Le patrimoine bâti, quand on le délaisse, ne s’endort pas. Il s’abîme, se déprécie, et transforme les mémoires en vestiges, ou en ruines. Perrine Prigent, adjointe au maire de Marseille en charge de la valorisation du Patrimoine a imaginé, avec Eric Méry, adjoint à l’urbanisme, un « processus innovant » pour révéler tout l’éclat des nombreuses « pépites patrimoniales délaissées » : un véritable trésor municipal. L’élue souligne à quel point le nombre de bâtiments est important, « fermés depuis des dizaines d’années » pour certains alors que leur valeur est importante. Pour « rattraper le retard et réhabiliter ces bâtiments dans un contexte budgétaire tendu » il a fallu « trouver des modèles innovants d’occupation et de réhabilitation ».
Pas question de vendre pourtant : la Ville ne veut pas brader son patrimoine, et lance des « Appels à projets », six pour l’instant, « premiers d’une liste qui sera longue », promet Perrine Prigent. L’idée est d’établir des cahiers des charges précis pour que, en échange d’un bail gratuit de moyenne ou longue durée, ces lieux retrouvent une ouverture publique, autour de projets portés par des associations ou des entreprises, répondant au double objectif de réhabilitation et d’occupation thématique. Charge à eux de trouver les financements complémentaires, et de prendre en compte les thématiques portées par la municipalité.
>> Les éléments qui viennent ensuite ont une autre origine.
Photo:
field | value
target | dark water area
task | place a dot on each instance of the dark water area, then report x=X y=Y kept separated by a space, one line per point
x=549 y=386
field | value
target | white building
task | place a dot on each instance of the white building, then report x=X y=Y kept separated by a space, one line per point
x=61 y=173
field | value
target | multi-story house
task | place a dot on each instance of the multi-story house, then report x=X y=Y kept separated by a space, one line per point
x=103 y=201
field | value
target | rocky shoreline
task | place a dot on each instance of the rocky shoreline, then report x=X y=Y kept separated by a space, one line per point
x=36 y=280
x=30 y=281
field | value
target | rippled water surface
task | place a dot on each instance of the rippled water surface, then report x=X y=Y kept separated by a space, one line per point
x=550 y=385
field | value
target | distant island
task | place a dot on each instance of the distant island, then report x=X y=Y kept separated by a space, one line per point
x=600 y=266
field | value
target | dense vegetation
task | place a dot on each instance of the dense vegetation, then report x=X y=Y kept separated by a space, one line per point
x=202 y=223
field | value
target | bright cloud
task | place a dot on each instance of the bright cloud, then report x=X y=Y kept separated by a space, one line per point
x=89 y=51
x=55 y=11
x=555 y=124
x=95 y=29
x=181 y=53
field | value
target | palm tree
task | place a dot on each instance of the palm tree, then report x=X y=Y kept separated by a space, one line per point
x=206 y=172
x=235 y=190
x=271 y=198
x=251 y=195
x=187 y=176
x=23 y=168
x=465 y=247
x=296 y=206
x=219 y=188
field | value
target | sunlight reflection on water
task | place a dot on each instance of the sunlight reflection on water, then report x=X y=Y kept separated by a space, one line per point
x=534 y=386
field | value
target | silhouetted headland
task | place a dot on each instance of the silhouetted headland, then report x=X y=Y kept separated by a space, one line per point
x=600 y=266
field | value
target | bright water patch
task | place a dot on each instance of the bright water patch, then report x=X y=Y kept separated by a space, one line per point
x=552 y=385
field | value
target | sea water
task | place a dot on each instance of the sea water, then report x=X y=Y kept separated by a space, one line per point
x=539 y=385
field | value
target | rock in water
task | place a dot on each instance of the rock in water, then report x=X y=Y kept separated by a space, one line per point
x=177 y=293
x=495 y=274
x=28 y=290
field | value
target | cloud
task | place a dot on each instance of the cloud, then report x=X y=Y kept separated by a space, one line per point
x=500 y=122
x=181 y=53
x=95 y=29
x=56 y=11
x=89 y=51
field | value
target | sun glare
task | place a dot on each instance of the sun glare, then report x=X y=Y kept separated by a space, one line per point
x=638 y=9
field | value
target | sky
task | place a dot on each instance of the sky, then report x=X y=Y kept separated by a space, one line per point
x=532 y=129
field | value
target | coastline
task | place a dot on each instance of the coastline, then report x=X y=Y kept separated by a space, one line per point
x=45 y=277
Ainsi les six premiers lieux historiques retenus sont, pour certains, destinés à un usage assez précis : si La Bastide de Château-Gombert (13e arrondissement) et la Villa Athéna (13e) devront construire leurs projets en tenant compte d’une consultation citoyenne, le 63 rue Sauveur Tobelem (7e) est ouvert « à toutes les propositions d’usages », le 62 Corniche Kennedy peaufine son projet, tandis que les prétendants au 90 boulevard des Dames (2e) devront plancher sur un projet autour du cinéma et de la formation, et ceux du Tore, magnifique « pavillon de partage des eaux » (4e), devront dédier le lieu à l’usage et l’histoire de l’eau.
LILLI BERTON FOUCHET
Le Tore : l’une des six pépites
Edifice remarquable mais souvent méconnu, le pavillon de partage des eaux, dit « Le Tore », fait partie des premières pépites à être soumis à un appel à projet. Construit en 1901 et relié au Palais Longchamp, il possède une façade remarquable et très bien conservée. Resté en fonction jusqu’en 1997, il a été classé monument historique en 1998. Maïté Elhinger, chargée de valorisation du patrimoine culturel de la Ville de Marseille, explique que « ce lieu raconte une histoire » que « les Marseillais ne connaissent pas toujours mais qui leur appartient. » Le choix du lauréat pour ce premier projet sera rendu en janvier 2026. L.B.F.